Although Washington in the past few years has passed a string of Taiwan-friendly legislation, including the Taiwan Travel Act, the National Defense Authorization Act and the Taiwan Allies International Protection and Enhancement Initiative (TAIPEI) Act, they are largely perceived as “lip service,” and are no guarantee that the US would come to the nation’s aid in the event of a Chinese invasion, Ma said.
The bottom line is that the Tsai administration should not take sides in affairs between the US and China, but work to achieve a balance in its international relations to serve the nation’s best interest, he said.
Huang disputed Ma’s claims that only by endorsing the “1992 consensus” could the nation prevent war, saying that accepting it is equal to accepting Beijing’s “one China” principle, which would belittle the nation and is resolutely opposed by a majority of the public.
Whether Ma’s remarks stemmed from nostalgia or a lack of understanding of international affairs, equating the protection of sovereignty with courting war is highly inappropriate, and such assertions would not win public support, Huang said.
In the face of China’s oppression, the nation should not relinquish its sovereignty, democracy or freedom, but rise up against an autocracy by uniting its people in soliciting international support, he added.
Separately, Executive Yuan spokesman Ting Yi-ming (丁怡銘) said it was perplexing that a former president would collude with China to terrorize the public with war and tout a trumped-up “1992 consensus.”
The Mainland Affairs Council yesterday said that the KMT is clinging to the “1992 consensus” because of its failure to recognize the CCP’s scheme to invade the nation and expand its hegemony, and its inability to see that acknowledging the “1992 consensus” would surrender the nation’s sovereignty is dangerous.
The Ministry of Foreign Affairs also expressed regret that Ma, as well as Su, who made similar comments at the forum, invalidated the nation’s defense and diplomatic efforts.
Ma and Su are trying to isolate Taiwan from wider global relations and push the nation closer to China, but their “defeatist” arguments have deviated from the mainstream opinions of the public, the ministry said.
It said that Chinese expansionism has caused escalating tensions in the East China Sea, the Taiwan Strait, the South China Sea and on the China-India border, and threatens democratic countries.

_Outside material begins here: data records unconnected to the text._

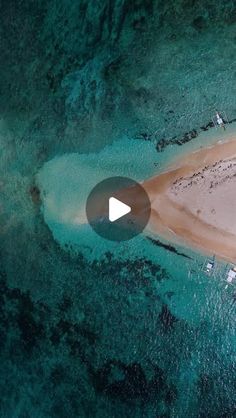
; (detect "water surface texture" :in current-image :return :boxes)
[0,1,236,417]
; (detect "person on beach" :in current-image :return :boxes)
[216,111,226,130]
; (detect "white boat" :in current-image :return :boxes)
[226,267,236,284]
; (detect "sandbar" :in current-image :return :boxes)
[142,135,236,263]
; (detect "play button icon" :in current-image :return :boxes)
[109,197,131,222]
[86,176,151,241]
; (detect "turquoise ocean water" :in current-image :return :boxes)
[0,1,236,417]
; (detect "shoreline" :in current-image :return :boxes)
[142,133,236,263]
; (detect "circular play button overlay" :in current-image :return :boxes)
[86,176,151,241]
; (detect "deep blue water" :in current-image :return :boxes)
[0,1,236,417]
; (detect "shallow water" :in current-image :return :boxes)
[1,1,236,417]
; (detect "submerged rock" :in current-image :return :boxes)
[29,185,41,205]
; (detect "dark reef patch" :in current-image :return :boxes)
[155,129,198,152]
[192,16,206,31]
[90,251,169,293]
[135,116,236,152]
[147,237,192,259]
[17,292,45,352]
[0,239,178,416]
[91,359,177,405]
[159,305,178,332]
[0,269,47,354]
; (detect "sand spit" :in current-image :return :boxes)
[143,138,236,263]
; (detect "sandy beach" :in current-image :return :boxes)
[142,136,236,263]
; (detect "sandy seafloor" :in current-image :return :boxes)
[0,1,236,417]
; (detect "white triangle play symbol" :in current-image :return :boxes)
[109,197,131,222]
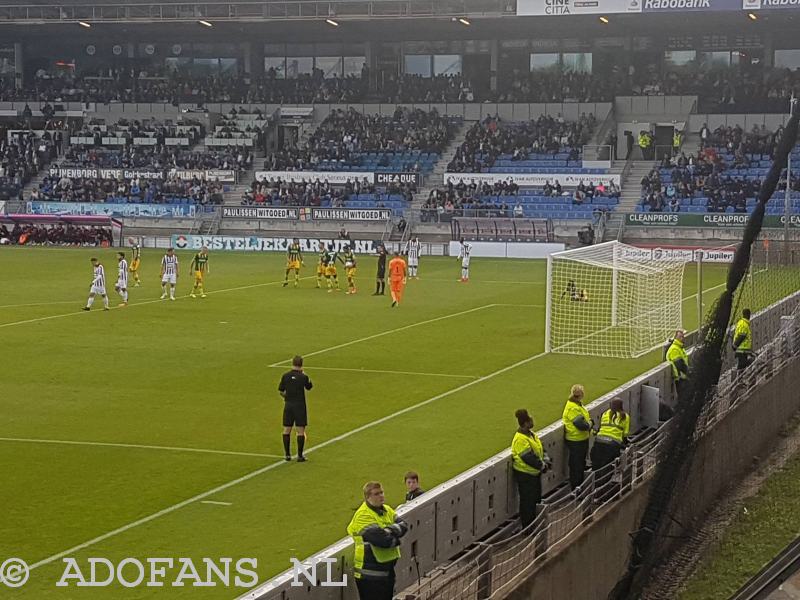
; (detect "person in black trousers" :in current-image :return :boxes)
[278,355,313,462]
[511,409,550,528]
[374,243,387,296]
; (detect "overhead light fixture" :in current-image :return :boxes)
[458,17,471,25]
[198,19,213,27]
[326,18,339,26]
[747,11,758,19]
[78,21,91,28]
[599,15,609,23]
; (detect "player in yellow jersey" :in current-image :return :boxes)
[342,244,357,295]
[283,238,304,288]
[129,243,142,287]
[316,242,327,289]
[190,246,210,298]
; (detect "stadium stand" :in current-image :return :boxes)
[0,130,56,201]
[638,124,800,215]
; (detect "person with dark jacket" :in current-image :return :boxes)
[347,482,409,600]
[404,471,425,502]
[511,408,550,528]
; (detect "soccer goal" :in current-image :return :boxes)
[545,241,686,358]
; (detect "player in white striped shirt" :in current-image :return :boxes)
[404,237,422,279]
[115,251,129,306]
[83,257,109,311]
[160,247,179,301]
[458,238,472,283]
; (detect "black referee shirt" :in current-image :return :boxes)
[278,369,313,403]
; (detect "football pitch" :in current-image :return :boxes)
[0,246,764,598]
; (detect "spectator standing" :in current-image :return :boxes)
[347,481,409,600]
[733,308,754,370]
[562,384,592,491]
[666,329,690,397]
[404,471,425,501]
[511,408,549,528]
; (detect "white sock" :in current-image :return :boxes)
[122,291,128,302]
[86,296,94,308]
[170,287,175,299]
[102,296,109,308]
[162,285,167,295]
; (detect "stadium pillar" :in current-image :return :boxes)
[365,41,378,93]
[489,40,498,93]
[14,43,22,89]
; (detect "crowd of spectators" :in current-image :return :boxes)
[447,114,595,173]
[0,130,57,200]
[61,145,253,171]
[264,107,456,171]
[34,174,223,205]
[0,223,112,246]
[242,176,414,207]
[2,64,800,112]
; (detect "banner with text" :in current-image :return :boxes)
[28,201,196,218]
[311,208,392,221]
[375,172,422,187]
[49,167,166,181]
[626,213,800,228]
[168,169,237,183]
[643,0,742,10]
[744,0,800,10]
[171,235,378,254]
[620,244,736,263]
[254,171,375,185]
[517,0,641,15]
[443,172,620,187]
[222,206,299,220]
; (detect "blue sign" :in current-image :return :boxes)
[27,202,196,218]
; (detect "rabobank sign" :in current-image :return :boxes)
[643,0,741,10]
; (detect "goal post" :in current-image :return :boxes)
[545,241,687,359]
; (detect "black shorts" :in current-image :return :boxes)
[283,402,308,427]
[377,267,386,280]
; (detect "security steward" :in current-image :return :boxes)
[672,129,683,155]
[733,308,754,370]
[590,398,630,470]
[666,329,690,397]
[562,384,592,491]
[347,481,409,600]
[511,408,551,528]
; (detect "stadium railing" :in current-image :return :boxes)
[238,288,800,600]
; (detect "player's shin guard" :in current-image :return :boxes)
[102,296,109,309]
[122,291,128,302]
[86,296,94,308]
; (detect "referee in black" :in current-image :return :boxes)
[373,243,388,296]
[279,355,313,462]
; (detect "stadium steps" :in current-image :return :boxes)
[223,165,256,205]
[412,120,470,209]
[22,158,62,203]
[618,160,658,213]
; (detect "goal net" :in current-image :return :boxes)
[545,241,686,358]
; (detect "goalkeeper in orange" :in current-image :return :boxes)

As a responsible member of the world, the government prioritizes the need to safeguard democracy and sovereignty, while continuing to work with Taiwanese to defend national security, it added.
In response to the criticism from the Democratic Progressive Party-led (DPP) government, Ma Ying-jeou Foundation director Hsiao Hsu-tsen (蕭旭岑) yesterday called on the DPP leadership to stop returning to its old trick of labeling its critics “pro-China” and leveling made-up charges.
Rather, it should address the views of international observers on the situation in the Taiwan Strait, he said.